Il “coordinamento” nell’appalto di servizi

Condividiamo l’approfondimento dell’Avv. Antonio Cazzella,pubblicato su DirittoBancario, che affronta il tema del coordinamento tra committente e appaltatore nel contesto di un contratto di appalto di servizi, soffermandosi sulle possibili criticità legate all’esigenza del committente di controllare e di verificare la corretta esecuzione del servizio con l’autonomia gestionale ed organizzativa che deve ravvisarsi in capo all’appaltatore.


 

1. Premessa

Mediante un contratto di appalto di servizi, un soggetto (“committente/appaltante”) può affidare ad un altro soggetto (“appaltatore”) l’esecuzione di una prestazione (di servizi), con assunzione del rischio d’impresa e con organizzazione dei mezzi necessari da parte di quest’ultimo, in cambio di un corrispettivo.

Il coordinamento tra committente ed appaltatore è un aspetto cruciale nella fase esecutiva del contratto, la cui rilevanza è confermata anche a livello normativo, posto che l’art. 1662 c.c.riconosce al committente il “diritto di controllare lo svolgimento dei lavori e di verificarne a proprie spese lo stato”.
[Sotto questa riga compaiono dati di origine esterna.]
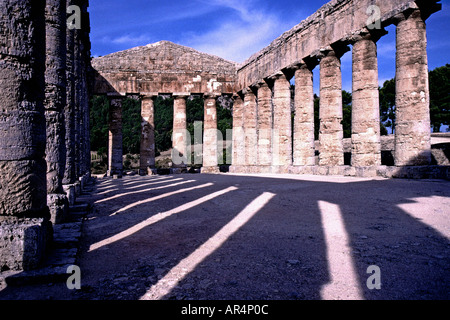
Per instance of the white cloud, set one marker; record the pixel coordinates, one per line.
(241, 35)
(131, 40)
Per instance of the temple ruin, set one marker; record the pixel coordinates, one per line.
(47, 82)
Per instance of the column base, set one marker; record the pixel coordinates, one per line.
(58, 205)
(210, 170)
(23, 242)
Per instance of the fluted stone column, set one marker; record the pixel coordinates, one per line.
(303, 144)
(250, 127)
(210, 141)
(179, 137)
(115, 146)
(331, 132)
(238, 133)
(69, 110)
(282, 122)
(55, 100)
(25, 229)
(412, 126)
(148, 148)
(265, 122)
(366, 144)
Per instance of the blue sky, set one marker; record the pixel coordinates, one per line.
(235, 29)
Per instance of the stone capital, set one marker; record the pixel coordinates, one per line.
(211, 95)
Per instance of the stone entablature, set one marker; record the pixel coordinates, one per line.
(333, 24)
(164, 68)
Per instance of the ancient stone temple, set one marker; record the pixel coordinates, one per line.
(46, 82)
(159, 69)
(44, 125)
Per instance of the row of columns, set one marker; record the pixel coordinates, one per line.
(181, 154)
(43, 124)
(262, 127)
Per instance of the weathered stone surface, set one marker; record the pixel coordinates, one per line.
(331, 132)
(69, 109)
(148, 148)
(23, 243)
(412, 127)
(115, 160)
(55, 93)
(303, 143)
(163, 67)
(250, 128)
(265, 124)
(58, 205)
(238, 147)
(210, 138)
(22, 122)
(333, 22)
(179, 135)
(366, 145)
(282, 122)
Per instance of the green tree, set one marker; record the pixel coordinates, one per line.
(99, 119)
(163, 123)
(387, 105)
(347, 113)
(131, 126)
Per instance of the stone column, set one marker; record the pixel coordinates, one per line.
(331, 132)
(179, 137)
(25, 229)
(210, 141)
(304, 147)
(55, 100)
(69, 110)
(115, 147)
(265, 122)
(250, 126)
(366, 143)
(148, 148)
(282, 122)
(70, 176)
(412, 124)
(238, 132)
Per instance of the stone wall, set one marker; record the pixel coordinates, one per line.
(164, 68)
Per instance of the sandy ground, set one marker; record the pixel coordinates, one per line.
(242, 237)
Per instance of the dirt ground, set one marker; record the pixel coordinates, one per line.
(242, 237)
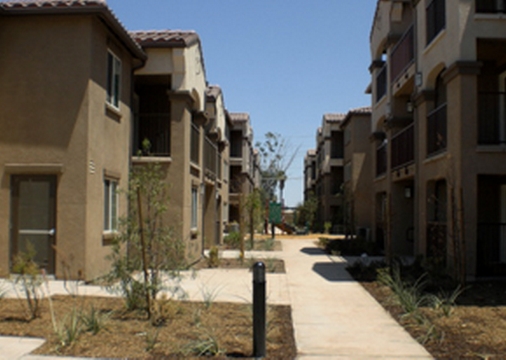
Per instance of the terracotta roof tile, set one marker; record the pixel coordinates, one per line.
(165, 38)
(99, 7)
(338, 117)
(239, 116)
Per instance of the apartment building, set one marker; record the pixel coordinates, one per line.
(438, 122)
(309, 174)
(357, 191)
(329, 172)
(64, 132)
(244, 165)
(184, 121)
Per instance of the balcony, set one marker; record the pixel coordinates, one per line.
(492, 118)
(436, 131)
(210, 159)
(381, 159)
(156, 129)
(403, 149)
(491, 251)
(381, 83)
(403, 55)
(490, 6)
(195, 144)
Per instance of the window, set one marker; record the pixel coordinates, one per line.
(113, 79)
(110, 205)
(194, 207)
(436, 18)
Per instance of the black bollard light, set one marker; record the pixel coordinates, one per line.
(259, 330)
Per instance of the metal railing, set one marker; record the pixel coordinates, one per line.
(156, 129)
(381, 83)
(490, 6)
(436, 130)
(492, 118)
(491, 249)
(403, 54)
(403, 148)
(210, 158)
(436, 242)
(195, 144)
(381, 159)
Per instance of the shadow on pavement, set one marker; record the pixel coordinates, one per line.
(332, 271)
(312, 251)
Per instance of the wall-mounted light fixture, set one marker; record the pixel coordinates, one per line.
(409, 106)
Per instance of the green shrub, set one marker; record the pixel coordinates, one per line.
(213, 260)
(233, 240)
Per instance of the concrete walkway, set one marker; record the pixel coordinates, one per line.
(333, 316)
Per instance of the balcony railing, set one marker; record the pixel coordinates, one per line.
(492, 118)
(381, 160)
(210, 158)
(381, 83)
(436, 19)
(195, 144)
(436, 130)
(403, 54)
(436, 242)
(156, 129)
(491, 251)
(490, 6)
(403, 149)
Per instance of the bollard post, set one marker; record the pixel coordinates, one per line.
(259, 330)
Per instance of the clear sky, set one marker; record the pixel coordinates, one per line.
(285, 62)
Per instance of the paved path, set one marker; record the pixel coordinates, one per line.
(333, 316)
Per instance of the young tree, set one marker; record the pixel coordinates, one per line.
(150, 246)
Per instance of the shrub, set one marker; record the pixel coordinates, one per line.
(233, 240)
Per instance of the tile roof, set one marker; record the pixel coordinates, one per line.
(334, 117)
(165, 38)
(95, 7)
(239, 116)
(213, 91)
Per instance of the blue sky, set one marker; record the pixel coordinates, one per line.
(285, 62)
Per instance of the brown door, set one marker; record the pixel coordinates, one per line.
(33, 210)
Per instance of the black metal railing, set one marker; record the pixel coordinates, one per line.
(210, 158)
(492, 118)
(436, 130)
(381, 159)
(436, 243)
(195, 144)
(381, 83)
(491, 249)
(436, 18)
(403, 54)
(403, 148)
(490, 6)
(154, 128)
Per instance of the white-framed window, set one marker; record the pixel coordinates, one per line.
(110, 205)
(113, 79)
(195, 193)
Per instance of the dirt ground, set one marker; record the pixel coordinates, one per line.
(183, 329)
(476, 328)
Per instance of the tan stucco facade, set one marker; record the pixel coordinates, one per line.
(55, 122)
(444, 94)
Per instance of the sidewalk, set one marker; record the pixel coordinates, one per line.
(333, 316)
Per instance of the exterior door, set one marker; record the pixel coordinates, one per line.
(33, 212)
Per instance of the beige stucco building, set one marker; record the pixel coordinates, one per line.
(438, 117)
(329, 172)
(80, 96)
(358, 192)
(244, 170)
(65, 115)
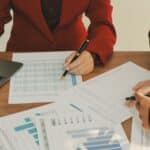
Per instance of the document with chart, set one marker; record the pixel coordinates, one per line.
(39, 78)
(105, 94)
(80, 133)
(18, 131)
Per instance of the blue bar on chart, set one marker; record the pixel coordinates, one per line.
(30, 128)
(97, 139)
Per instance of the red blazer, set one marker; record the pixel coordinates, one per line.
(31, 33)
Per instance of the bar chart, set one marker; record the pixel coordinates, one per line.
(30, 128)
(96, 139)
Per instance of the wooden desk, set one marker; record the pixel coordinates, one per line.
(140, 58)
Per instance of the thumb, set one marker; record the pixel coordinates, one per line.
(69, 58)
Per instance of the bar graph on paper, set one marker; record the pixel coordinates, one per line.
(39, 78)
(29, 127)
(96, 139)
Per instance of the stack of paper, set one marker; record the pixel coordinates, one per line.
(39, 78)
(86, 117)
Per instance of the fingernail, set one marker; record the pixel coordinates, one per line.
(67, 68)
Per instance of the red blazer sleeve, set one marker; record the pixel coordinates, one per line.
(4, 14)
(101, 31)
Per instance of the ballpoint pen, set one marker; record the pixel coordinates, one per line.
(78, 53)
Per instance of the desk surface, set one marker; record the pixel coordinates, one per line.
(140, 58)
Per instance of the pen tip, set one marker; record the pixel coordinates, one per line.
(61, 78)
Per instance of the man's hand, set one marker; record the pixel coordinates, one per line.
(83, 65)
(143, 109)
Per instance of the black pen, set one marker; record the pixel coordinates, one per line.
(149, 117)
(78, 53)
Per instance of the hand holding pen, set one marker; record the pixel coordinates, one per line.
(80, 62)
(142, 102)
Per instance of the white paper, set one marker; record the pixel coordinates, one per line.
(79, 133)
(39, 78)
(140, 138)
(105, 94)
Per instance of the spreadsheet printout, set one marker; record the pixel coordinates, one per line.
(39, 78)
(80, 133)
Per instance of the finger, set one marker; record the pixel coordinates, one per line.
(138, 106)
(144, 115)
(141, 84)
(69, 58)
(76, 63)
(131, 104)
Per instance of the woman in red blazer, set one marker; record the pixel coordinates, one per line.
(31, 32)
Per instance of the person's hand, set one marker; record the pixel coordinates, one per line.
(138, 86)
(84, 64)
(144, 106)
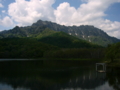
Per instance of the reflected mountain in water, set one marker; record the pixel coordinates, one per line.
(52, 78)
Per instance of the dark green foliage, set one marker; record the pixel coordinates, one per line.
(23, 48)
(88, 33)
(64, 40)
(83, 53)
(113, 51)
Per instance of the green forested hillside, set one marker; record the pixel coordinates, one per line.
(84, 32)
(63, 40)
(23, 48)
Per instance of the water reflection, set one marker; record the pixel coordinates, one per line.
(40, 75)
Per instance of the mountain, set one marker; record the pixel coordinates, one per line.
(63, 40)
(85, 32)
(23, 48)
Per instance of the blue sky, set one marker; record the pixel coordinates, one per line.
(103, 14)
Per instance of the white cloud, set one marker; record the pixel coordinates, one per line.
(91, 12)
(6, 21)
(27, 12)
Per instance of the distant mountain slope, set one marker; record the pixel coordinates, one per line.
(23, 48)
(63, 40)
(88, 33)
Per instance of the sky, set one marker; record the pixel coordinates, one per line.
(103, 14)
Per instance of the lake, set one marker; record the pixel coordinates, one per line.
(56, 75)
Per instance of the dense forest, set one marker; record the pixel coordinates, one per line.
(45, 39)
(56, 45)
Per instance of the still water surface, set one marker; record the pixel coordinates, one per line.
(56, 75)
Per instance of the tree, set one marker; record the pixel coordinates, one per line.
(113, 51)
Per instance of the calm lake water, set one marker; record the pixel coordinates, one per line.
(56, 75)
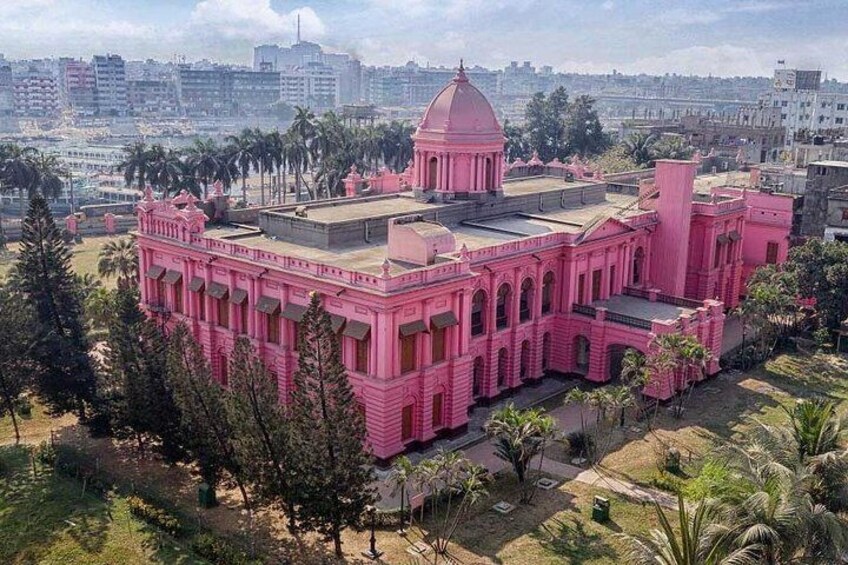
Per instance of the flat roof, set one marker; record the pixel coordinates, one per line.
(642, 309)
(514, 187)
(353, 210)
(839, 164)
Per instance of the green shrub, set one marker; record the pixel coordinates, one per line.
(45, 454)
(667, 482)
(219, 551)
(154, 516)
(580, 444)
(713, 480)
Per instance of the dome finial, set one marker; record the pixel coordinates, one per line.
(460, 73)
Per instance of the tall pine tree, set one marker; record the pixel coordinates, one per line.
(328, 433)
(261, 427)
(206, 430)
(141, 404)
(67, 381)
(16, 345)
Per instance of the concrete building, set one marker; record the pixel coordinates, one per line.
(7, 90)
(463, 289)
(80, 87)
(797, 103)
(110, 85)
(152, 98)
(315, 85)
(222, 91)
(823, 178)
(36, 94)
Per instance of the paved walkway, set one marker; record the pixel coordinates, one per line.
(568, 420)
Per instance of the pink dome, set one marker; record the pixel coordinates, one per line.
(460, 110)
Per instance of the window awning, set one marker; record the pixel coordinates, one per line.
(337, 322)
(357, 330)
(154, 272)
(217, 290)
(238, 296)
(412, 328)
(444, 320)
(268, 305)
(294, 312)
(173, 277)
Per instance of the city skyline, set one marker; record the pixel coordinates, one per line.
(728, 38)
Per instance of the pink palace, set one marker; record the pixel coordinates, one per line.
(462, 278)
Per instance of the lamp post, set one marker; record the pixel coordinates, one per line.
(372, 554)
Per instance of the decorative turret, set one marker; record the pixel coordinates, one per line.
(459, 144)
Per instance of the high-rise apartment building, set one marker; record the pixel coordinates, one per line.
(110, 82)
(36, 93)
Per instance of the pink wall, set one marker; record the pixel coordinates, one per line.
(675, 181)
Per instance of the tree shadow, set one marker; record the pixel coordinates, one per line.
(571, 539)
(35, 511)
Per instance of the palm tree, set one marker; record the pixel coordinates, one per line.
(204, 158)
(165, 169)
(119, 258)
(263, 159)
(521, 435)
(400, 477)
(136, 163)
(241, 156)
(699, 538)
(639, 146)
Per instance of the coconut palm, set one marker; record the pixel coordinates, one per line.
(240, 151)
(698, 538)
(400, 477)
(136, 163)
(639, 147)
(164, 170)
(519, 436)
(119, 258)
(205, 159)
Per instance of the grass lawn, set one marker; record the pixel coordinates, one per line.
(723, 409)
(84, 259)
(46, 518)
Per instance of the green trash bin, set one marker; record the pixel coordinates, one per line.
(600, 509)
(206, 496)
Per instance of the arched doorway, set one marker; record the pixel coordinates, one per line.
(503, 366)
(638, 266)
(525, 360)
(490, 181)
(432, 173)
(581, 354)
(616, 353)
(477, 378)
(546, 351)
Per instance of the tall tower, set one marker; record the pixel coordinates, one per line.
(459, 144)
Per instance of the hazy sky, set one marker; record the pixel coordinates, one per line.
(722, 37)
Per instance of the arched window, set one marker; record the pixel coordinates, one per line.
(638, 265)
(525, 308)
(502, 307)
(432, 173)
(525, 360)
(478, 313)
(546, 351)
(503, 366)
(490, 181)
(477, 380)
(581, 354)
(548, 293)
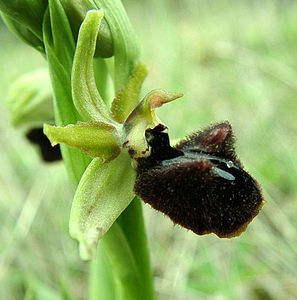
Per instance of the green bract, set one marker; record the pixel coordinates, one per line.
(106, 187)
(25, 19)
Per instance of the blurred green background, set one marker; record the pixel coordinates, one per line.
(234, 60)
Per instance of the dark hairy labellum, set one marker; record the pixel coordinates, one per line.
(48, 153)
(200, 183)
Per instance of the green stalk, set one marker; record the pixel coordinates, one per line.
(132, 224)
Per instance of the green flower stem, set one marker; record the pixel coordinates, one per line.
(101, 278)
(132, 224)
(130, 239)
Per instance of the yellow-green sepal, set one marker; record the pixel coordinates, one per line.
(96, 139)
(103, 193)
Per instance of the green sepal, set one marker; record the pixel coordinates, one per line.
(126, 49)
(128, 97)
(76, 11)
(143, 117)
(103, 193)
(96, 139)
(86, 97)
(30, 100)
(60, 66)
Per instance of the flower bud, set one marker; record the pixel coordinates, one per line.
(200, 183)
(25, 19)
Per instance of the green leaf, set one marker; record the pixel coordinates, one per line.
(128, 97)
(23, 33)
(96, 139)
(86, 97)
(30, 100)
(104, 191)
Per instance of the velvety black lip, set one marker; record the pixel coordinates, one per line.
(200, 184)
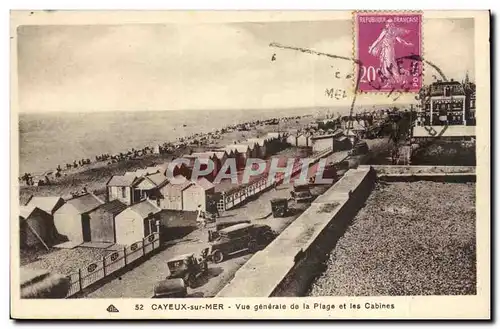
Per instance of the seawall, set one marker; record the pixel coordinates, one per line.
(288, 265)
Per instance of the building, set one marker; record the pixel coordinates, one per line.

Quanto alle possibili criticità riscontrabili nell’esecuzione del contratto, una delle questioni più delicate riguarda proprio il fatto di bilanciare l’esigenza del committente di controllare e di verificare, tempo per tempo, la corretta esecuzione del servizio con l’autonomia gestionale ed organizzativa che deve ravvisarsi in capo all’appaltatore.

Più precisamente, esaminando come viene concretamente attuato il coordinamento nell’ambito di un appalto di servizi, si possono riscontrare elementi di “rischio” per il committente, in quanto, se è vero che il coordinamento tra committente ed appaltatore è essenziale affinché l’esecuzione del servizio avvenga in modo efficiente, occorre prestare attenzione alle modalità con le quali viene attuato.